Thursday, 16 February 2023

6 - Query Order & Efficiency



Here we'll look at how two prolog queries can be logically equivalent, and yet have differences in how efficiently they work.

The following simple program establishes some facts about the hairiness and colour of cats and dogs.


% Example 06 - Query Order & Efficiency

% hairy facts
hairy(dog). 
hairy(cat).

% colour facts
colour(dog, brown). 
colour(dog, black).
colour(cat, grey). 
colour(cat, white). 

Cats and dogs are hairy. Dogs can be brown or black, and cats can be grey or white.


Logically Equivalent Queries

The following query asks which X is white and hairy.


?- colour(X, white), hairy(X).

X = cat

The next query asks which X is hairy and white.

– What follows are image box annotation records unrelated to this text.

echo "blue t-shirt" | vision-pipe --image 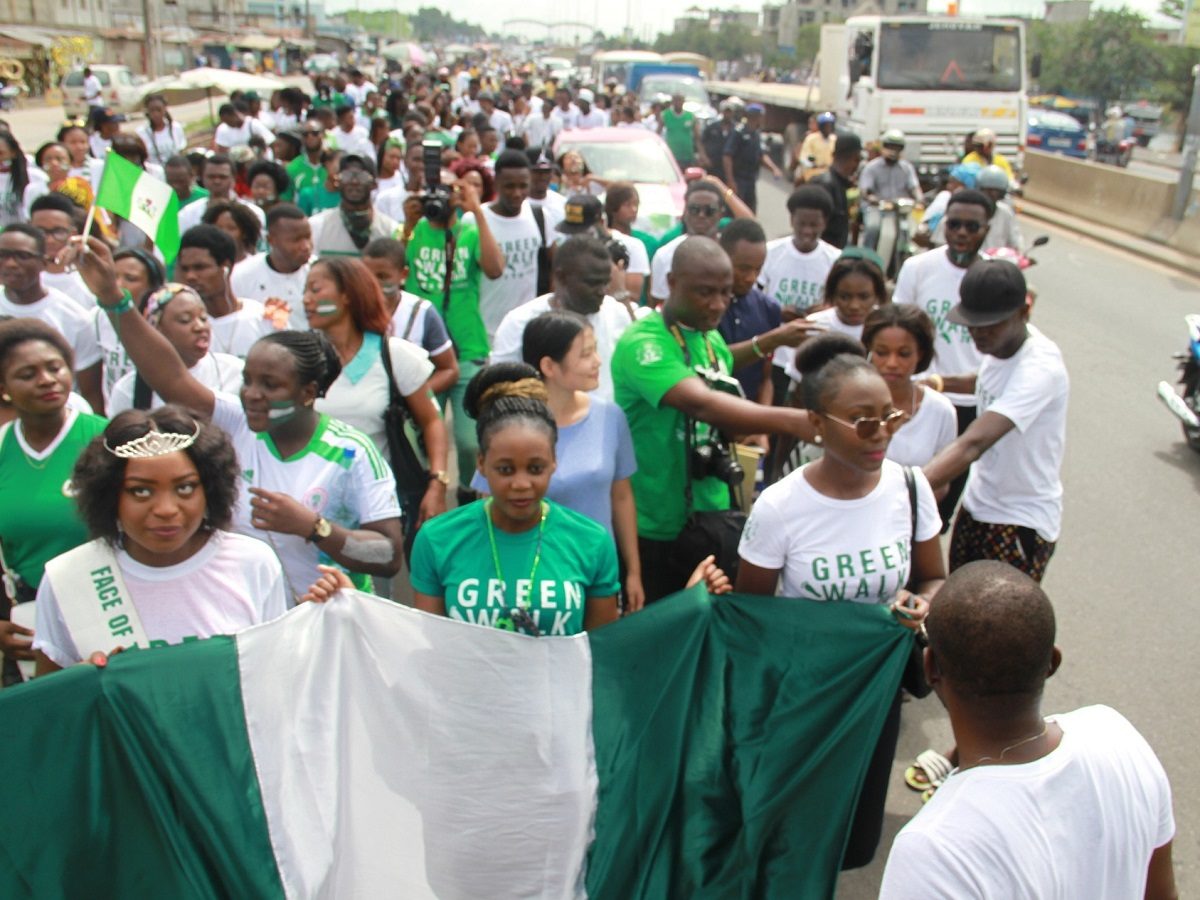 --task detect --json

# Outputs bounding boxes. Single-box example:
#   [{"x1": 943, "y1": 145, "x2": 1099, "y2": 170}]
[
  {"x1": 470, "y1": 396, "x2": 637, "y2": 538},
  {"x1": 716, "y1": 286, "x2": 782, "y2": 400}
]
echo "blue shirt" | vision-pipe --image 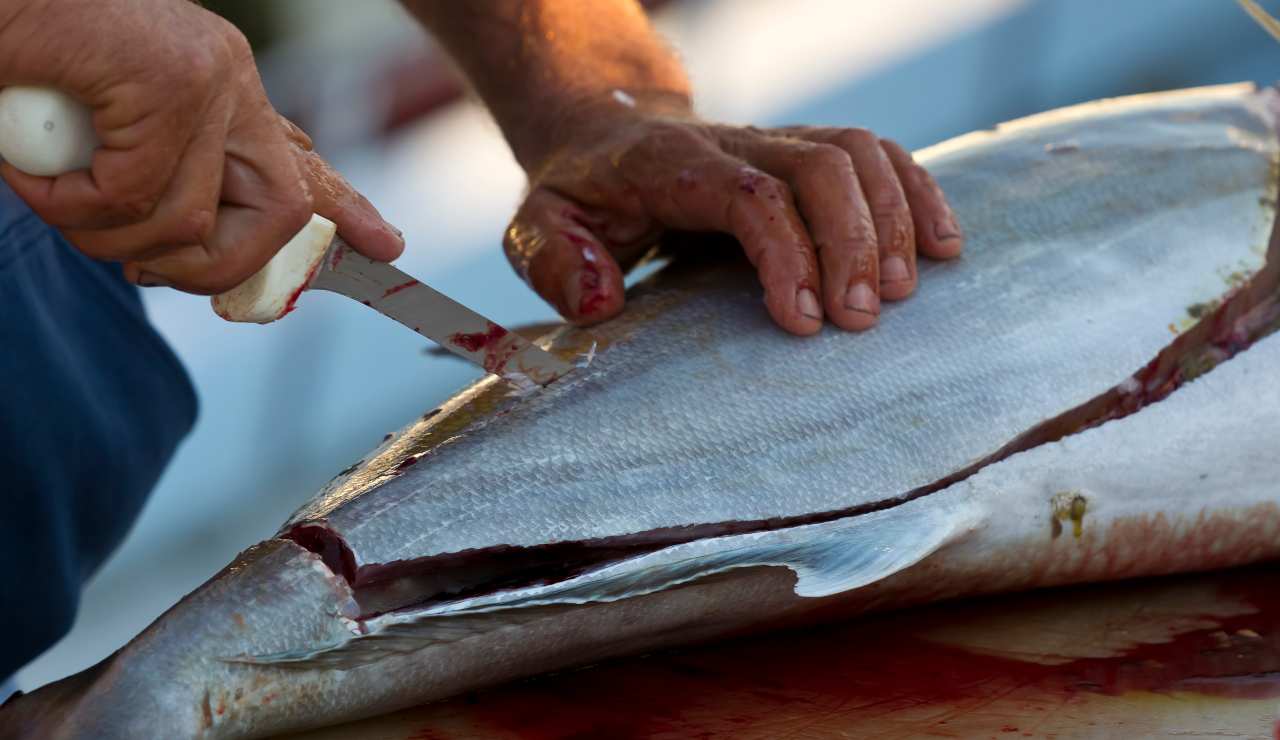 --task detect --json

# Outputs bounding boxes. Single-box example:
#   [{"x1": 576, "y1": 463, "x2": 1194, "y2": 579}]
[{"x1": 0, "y1": 183, "x2": 196, "y2": 680}]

?- hairy(X), colour(X, white).

X = cat

Even though the ordering of the two parts of the query is different, the two queries are logically equivalent. That is, they are not asking different questions. Unsurprisingly, X=cat is the answer to both.


Procedurally Different Queries

Like all computer code, these queries have to run on computer hardware which is not logical but procedural, ultimately carried out step by step, one after another.

Let's look at the first query. We already know that prolog works with conjunctive queries left to right, so it will first try to solve the goal colour(X,white). This is easily matched with the database fact colour(cat,white) leaving X=cat. There are no other rules that match this goal so there are no other options for X. Moving to the next part of the query hairy(X) means prolog has to test hairy(cat) because the first part set X=cat. This is straightforward because hairy(cat) is a simple fact in the database. So X=cat is the solution.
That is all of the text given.